Trash! Trash!” yelled Chandani Nagtilak as she pushed her cart through a residential complex. An older woman put two bins on her porch steps and exchanged pleasantries in the local language, Marathi. Chandani took the bins to her pushcart, where she and her colleague Rekha Shinde emptied them and began separating the contents into organic, recyclable and nonrecyclable waste.
Chandani wore a magenta sari under her uniform, a dark blue button-down shirt. Earlier that morning, she had eaten a rich breakfast of poha and halwa, washed her hands with soap, and complained to her friends that her teenage son would rather gossip than study. This is significant.
For many years, Chandani couldn’t count on eating a good breakfast, washing with soap or rolling a pushcart. For more than 20 years, she has been a waste-picker in Pune (pronounced POO-nay), a city of six million. During most of that time, she dressed in tattered clothes and hauled a back-aching bag as she fought off dogs while scouring for recyclables at a landfill. She sometimes went without meals. She sustained injuries. Most hurtful, people often refused to make eye contact with her — except to call her a thief or a piece of trash.
“Now people offer me tea when I go to their houses,” said Chandani, beaming. That’s because her work has been formalized and people have come to appreciate the value of her services. In addition, waste management, recycling and composting are increasingly coming to be seen as vital to community health, environmental sustainability and quality of life around the world.
Indeed they are. This is the type of win-win situation that betters the human condition. One can argue about the unofficial caste system in place in India, but change can only happen incrementally. India’s caste system, which dates to the third century BCE, divides society into four classes, with the Brahmins on top and the Dalits on the bottom. In its purest form the caste system is rigid and inflexible, dictating occupation, social status and family life. [For more information, see here.]
Traditionally, individuals stay within their caste for life, marrying within their own socio-economic group. Dalits, who are on the bottom of India’s hierarchical structure, form about 16 per cent of India’s population; these individuals are the trash collectors. Although India’s government has assiduously tried to get rid of this system, it remains in the 21st century. We in the west might want to withhold our judgment about India's societal structures. Sometimes, things are not what they appear to be, and more facts need be considered.

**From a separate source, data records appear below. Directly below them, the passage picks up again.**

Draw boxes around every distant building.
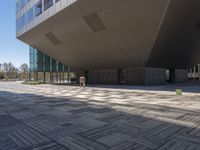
[16,0,200,85]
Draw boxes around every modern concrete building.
[16,0,200,85]
[29,47,70,83]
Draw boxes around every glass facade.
[29,47,70,83]
[16,0,55,30]
[29,47,68,72]
[44,0,53,10]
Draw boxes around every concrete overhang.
[18,0,200,70]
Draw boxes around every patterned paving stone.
[0,82,200,150]
[7,129,50,147]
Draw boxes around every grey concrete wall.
[175,69,188,83]
[125,67,145,85]
[125,67,166,85]
[88,69,118,84]
[145,68,166,85]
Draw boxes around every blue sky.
[0,0,29,67]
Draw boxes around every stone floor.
[0,83,200,150]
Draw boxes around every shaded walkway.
[0,83,200,150]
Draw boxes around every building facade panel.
[16,0,200,85]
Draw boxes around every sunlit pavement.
[0,83,200,150]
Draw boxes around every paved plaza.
[0,82,200,150]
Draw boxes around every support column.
[198,64,200,81]
[67,67,71,83]
[43,72,46,83]
[193,66,196,80]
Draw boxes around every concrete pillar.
[43,72,46,83]
[67,67,71,83]
[175,69,188,83]
[193,66,196,80]
[198,64,200,81]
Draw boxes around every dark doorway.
[166,69,175,83]
[118,69,126,85]
[85,70,89,83]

Consider what Shikha Dahmia writes in Reason (“The Tragic Truth About India’s Caste System”; January 24, 2012).
But there is an even more tragic explanation that I discovered during a recent visit to New Delhi while talking to Maya, the dalit or untouchable—the lowest of the four castes—who has serviced my family for 35 years. Maya herself clings to her caste because it offers her the best possible life, even in modern India.

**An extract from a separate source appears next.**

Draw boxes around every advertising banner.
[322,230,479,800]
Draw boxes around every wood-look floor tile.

The puzzling thing about the caste system is that it has endured without any legal force backing it. Unlike slavery, under which whites actively relied on authorities to maintain their slave holdings, the caste system is an informal, self-perpetuating institution that has resisted half-a-century worth of (ham-handed) government efforts to eradicate it.

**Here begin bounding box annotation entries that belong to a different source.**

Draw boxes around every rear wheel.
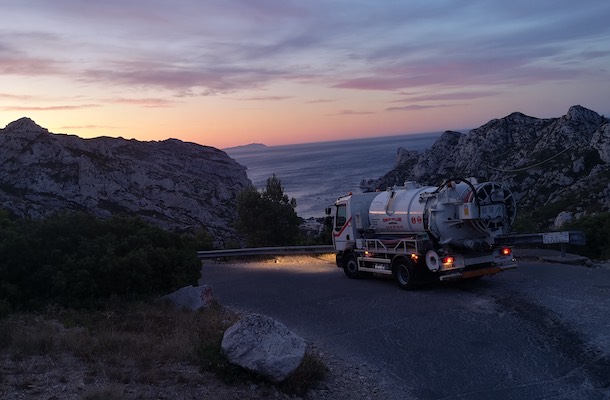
[394,258,415,290]
[343,253,360,279]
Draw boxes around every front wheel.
[343,253,360,279]
[394,258,415,290]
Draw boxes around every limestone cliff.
[0,118,250,243]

When individuals take on tasks, such as trash collection and separation that few want to do, they need be looked at as people who are doing a good public service, as is the case in Pune, India. Sustainability is becoming more important world-wide, as it ought to be, and the more unique and original ways we look at the issue the better.
Each nation and each culture has its own understanding of what sustainability means; and the beauty of our inter-connectedness, helped by telecommunication technologies, is that we can discuss, share and learn from each other the best ways to progress. And that’s important to the betterment of all humanity.
Perry J, Greenbaum is a Toronto-based writer; he has been writing professionally since 1996. Previous to this he worked as an engineer in the aerospace and defense sector. His writing reflects in his interests in human rights, individual liberties and in bettering the human condition. Sustainability and conservation falls within this view.